PF investiga uso de 'laranja' em negócios ligados a Jaques Wagner
Operação Compliance Zero apura se ex-metalúrgico ocultou movimentações financeiras em imóvel de R$ 2,45 milhões destinado ao senador.
Pontos principais
- A Polícia Federal investiga o uso de Luiz Antônio Lombardi como pessoa interposta para ocultar proprietários de empresas com R$ 56 milhões em capital.
- O esquema estaria vinculado à compra de um apartamento de luxo em Salvador, supostamente destinado ao senador Jaques Wagner.
- Empresas como Epitome S.A., Rubicão S.A. e Pegasus compõem a rede de companhias sob análise das autoridades.
- O advogado Daniel Monteiro é apontado como o responsável pela estruturação técnica e patrimonial das operações financeiras.
- Jaques Wagner admite ter solicitado auxílio para a transação imobiliária, mas nega irregularidades ou contrapartidas políticas.

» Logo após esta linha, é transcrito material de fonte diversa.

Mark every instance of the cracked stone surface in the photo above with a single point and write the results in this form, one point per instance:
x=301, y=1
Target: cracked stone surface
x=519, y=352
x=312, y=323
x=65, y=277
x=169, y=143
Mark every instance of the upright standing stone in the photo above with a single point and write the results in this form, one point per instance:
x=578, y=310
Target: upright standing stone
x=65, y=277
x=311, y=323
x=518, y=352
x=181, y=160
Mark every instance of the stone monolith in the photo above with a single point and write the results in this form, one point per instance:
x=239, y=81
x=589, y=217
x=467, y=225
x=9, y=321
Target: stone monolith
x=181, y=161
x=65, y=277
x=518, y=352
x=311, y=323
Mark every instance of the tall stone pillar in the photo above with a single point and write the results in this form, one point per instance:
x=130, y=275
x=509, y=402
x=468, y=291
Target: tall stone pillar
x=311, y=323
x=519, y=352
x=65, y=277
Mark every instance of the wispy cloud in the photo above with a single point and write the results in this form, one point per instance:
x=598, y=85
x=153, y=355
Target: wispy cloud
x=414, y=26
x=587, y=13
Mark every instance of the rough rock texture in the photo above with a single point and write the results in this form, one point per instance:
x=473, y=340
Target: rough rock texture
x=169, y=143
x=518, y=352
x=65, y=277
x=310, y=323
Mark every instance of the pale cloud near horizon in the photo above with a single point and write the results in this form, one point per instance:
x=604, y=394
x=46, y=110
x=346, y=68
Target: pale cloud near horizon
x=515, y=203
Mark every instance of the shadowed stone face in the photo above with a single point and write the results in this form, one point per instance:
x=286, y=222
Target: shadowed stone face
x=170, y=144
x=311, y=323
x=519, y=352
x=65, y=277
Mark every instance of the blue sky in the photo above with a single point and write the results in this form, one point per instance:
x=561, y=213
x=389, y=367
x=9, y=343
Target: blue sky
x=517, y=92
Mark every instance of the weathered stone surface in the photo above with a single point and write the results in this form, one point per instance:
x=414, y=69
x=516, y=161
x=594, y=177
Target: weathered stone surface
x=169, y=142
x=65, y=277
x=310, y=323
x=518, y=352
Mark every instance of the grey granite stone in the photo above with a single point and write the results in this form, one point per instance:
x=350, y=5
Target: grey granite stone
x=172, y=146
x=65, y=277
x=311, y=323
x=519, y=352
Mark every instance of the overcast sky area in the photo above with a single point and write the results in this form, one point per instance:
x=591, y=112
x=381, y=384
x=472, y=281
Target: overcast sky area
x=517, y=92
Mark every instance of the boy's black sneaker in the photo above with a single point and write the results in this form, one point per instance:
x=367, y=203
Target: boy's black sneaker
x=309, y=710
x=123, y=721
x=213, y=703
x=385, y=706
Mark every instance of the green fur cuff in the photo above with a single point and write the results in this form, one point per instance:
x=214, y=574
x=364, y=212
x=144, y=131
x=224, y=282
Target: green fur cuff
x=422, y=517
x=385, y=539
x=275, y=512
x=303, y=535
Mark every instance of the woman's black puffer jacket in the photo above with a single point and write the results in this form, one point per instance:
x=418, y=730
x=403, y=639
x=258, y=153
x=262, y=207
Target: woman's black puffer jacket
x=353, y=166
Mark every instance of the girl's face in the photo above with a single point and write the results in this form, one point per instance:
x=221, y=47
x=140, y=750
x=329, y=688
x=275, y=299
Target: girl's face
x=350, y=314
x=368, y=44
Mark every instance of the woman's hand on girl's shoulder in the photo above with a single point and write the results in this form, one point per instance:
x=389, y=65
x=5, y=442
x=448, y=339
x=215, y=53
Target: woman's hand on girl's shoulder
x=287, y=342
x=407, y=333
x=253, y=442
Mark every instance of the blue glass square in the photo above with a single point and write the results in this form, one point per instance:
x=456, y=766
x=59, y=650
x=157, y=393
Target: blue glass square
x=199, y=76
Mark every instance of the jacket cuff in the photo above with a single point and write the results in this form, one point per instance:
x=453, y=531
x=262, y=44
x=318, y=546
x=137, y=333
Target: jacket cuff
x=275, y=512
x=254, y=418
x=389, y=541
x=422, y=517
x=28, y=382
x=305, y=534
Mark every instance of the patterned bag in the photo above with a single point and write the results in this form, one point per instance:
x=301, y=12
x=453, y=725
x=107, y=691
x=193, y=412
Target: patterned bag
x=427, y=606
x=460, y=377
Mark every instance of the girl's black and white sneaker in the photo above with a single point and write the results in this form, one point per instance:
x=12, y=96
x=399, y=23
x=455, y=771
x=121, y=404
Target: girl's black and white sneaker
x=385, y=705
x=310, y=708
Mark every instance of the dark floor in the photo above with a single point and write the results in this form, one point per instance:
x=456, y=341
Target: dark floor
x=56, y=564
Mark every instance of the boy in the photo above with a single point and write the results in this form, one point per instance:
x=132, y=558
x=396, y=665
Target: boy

A Operação Compliance Zero, conduzida pela Polícia Federal, investiga a utilização de um ex-metalúrgico como figura central para ocultar os reais beneficiários de empresas que movimentam cerca de R$ 56 milhões. O foco das apurações recai sobre a aquisição de um imóvel de R$ 2,45 milhões em Salvador, que teria como destinatário final o senador Jaques Wagner. A estrutura, supostamente organizada pelo advogado Daniel Monteiro, envolve companhias como Epitome S.A., Rubicão S.A. e Pegasus. O caso ganha relevância ao questionar a origem dos recursos e a transparência na gestão patrimonial ligada a figuras políticas. Embora o senador tenha confirmado que pediu ajuda para a compra do apartamento, ele nega qualquer prática ilícita. As defesas dos investigados sustentam que todas as empresas operam dentro da legalidade e refutam a existência de qualquer esquema de ocultação de bens.